Auch Beerdigungen haben gute Seiten
08.02.2025 KolumneBeerdigungen können schön traurig oder traurig schön sein. Es hängt ganz davon ab, in welcher Funktion man an ihnen teilnimmt. Als nicht direktes Mitglied der Trauerfamilie kann der Anlass sogar entspannend sein. Man erhält Raum und Zeit, die Gedanken schweifen zu lassen. ...
Beerdigungen können schön traurig oder traurig schön sein. Es hängt ganz davon ab, in welcher Funktion man an ihnen teilnimmt. Als nicht direktes Mitglied der Trauerfamilie kann der Anlass sogar entspannend sein. Man erhält Raum und Zeit, die Gedanken schweifen zu lassen. Es gibt keine Ablenkung durch Smartphones, Pushnachrichten und dergleichen.
Ist einem die gestorbene Person gänzlich unbekannt, lernt man sie im vorgelesenen Lebenslauf kennen; zumindest erstellt man in der Vorstellung ein Bild von ihr. Was hat sie gern gemacht, wo hat sie gelebt und gearbeitet? Was bleibt den Hinterbliebenen besonders im Gedächtnis? Feine Zwischentöne in der Abdankungsrede lassen herausfordernde Phasen, selbst Konflikte in der Familie erahnen. Aus dem Verhalten der Gäste erschliesst sich der Betrachterin einiges aus den unterschiedlichen Beziehungen und Verhältnissen, die zwischen den einzelnen bestanden haben und bestehen.
Eindringlich vorgetragene Bibelstellen dringen tief ins Bewusstsein, das im Alltag dafür oft weniger empfänglich ist.

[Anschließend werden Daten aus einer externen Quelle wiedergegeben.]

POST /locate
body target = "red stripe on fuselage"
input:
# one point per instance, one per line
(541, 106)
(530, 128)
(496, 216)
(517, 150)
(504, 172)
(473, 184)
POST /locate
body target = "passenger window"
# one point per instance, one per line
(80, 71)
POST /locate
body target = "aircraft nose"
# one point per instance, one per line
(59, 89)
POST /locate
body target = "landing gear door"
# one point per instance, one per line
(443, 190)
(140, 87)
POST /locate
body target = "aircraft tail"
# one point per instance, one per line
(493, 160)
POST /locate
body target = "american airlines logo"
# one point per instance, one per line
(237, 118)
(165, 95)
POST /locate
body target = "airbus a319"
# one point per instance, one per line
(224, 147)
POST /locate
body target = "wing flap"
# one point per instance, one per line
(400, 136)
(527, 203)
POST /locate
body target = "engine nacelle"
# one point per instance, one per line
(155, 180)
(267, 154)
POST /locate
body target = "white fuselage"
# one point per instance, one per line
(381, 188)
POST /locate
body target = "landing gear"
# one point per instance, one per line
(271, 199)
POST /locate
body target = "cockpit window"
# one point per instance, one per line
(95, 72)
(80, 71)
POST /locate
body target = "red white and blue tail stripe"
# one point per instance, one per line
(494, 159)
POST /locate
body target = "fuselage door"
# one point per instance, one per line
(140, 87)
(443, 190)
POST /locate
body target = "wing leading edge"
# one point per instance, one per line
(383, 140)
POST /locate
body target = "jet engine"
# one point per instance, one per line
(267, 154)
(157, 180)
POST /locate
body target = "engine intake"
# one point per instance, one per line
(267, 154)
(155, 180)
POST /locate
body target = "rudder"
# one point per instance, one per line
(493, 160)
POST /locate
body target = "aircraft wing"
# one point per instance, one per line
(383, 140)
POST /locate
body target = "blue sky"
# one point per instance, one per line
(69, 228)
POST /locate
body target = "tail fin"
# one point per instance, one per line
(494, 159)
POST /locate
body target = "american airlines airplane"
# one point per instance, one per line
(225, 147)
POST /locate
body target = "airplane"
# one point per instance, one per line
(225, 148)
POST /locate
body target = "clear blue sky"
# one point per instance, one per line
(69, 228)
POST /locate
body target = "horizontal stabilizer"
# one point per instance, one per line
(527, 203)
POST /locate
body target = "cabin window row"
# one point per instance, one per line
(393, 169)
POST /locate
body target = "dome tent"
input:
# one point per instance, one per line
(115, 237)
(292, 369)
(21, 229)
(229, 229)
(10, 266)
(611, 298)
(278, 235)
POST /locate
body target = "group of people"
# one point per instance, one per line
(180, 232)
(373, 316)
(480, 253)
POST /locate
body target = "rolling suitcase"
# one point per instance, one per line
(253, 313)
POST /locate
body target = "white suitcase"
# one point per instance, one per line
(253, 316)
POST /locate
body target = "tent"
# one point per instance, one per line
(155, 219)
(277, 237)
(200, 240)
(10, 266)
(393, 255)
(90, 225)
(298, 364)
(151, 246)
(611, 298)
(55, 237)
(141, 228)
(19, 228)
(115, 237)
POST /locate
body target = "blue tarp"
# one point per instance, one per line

Die Erkenntnis, dass diese alten Worte sehr aktuellen Bezug zum Hier und Jetzt haben, schreckt auf und stellt vielleicht unangenehme Fragen zum eigenen Sein.
Kleine Geschichten machen den Menschen aus
Der Abdankung folgt in der Regel das gemütliche Beisammensein, wo der Dahingeschiedene in Geschichten und Anekdoten noch einmal auflebt. Meist ist die Stimmung erst gedrückt und zurückhaltend; es wird leise gesprochen respektive geflüstert. So sicher wie das Amen in der Kirche, kommt der Moment, wo die lustigen Begebenheiten bis hin zu Witzen erzählt werden. Ereignisse, die zwar etwas am Glanz des Verstorbenen kratzen, ihn dafür umso menschlicher zeigen, werden in der kleiner werdenden Runde zum Besten gegeben. Eine wunderbare Gelegenheit, sich versöhnlich und im Guten zu verabschieden und sich fortan den (noch) Lebenden zu widmen, und mit ihnen möglichst viele gute Erlebnisse zu teilen.
Man sieht nur mit dem Herzen gut
Die Worte aus der Predigt hallen nach. Nur was wir aus Liebe tun, werde Wirkung zeigen, alles andere sei nutzlos. Wie ist das gemeint? Auf welche Bereiche des Lebens bezieht sich das Gesagte? Der Schreibenden scheint eine konsequente Umsetzung unmöglich. Vieles im Alltag ist schlicht notwendig, erledigt zu werden, nicht mehr und nicht weniger. Manches davon wird ungern abgearbeitet, manches lieber oder gar mit Freude ausgeführt. Allem unvoreingenommen mit Liebe zu begegnen: eine unerreichbare Forderung. Man denke dabei nur an den Zahnarzttermin und die Steuererklärung! Oder an die Gefühle beim Konsumieren der Meldungen in den Nachrichtenkanälen, bei denen einem alles andere als liebevolle Gedanken durch den Kopf gehen.
Trotzdem ist es lohnend, sich die Worte aus der Erzählung «Der kleine Prinz» von Antoine de Saint-Exupéry wieder einmal ins Gedächtnis zu rufen: «Man sieht nur mit dem Herzen gut. Das Wesentliche ist für die Augen unsichtbar.»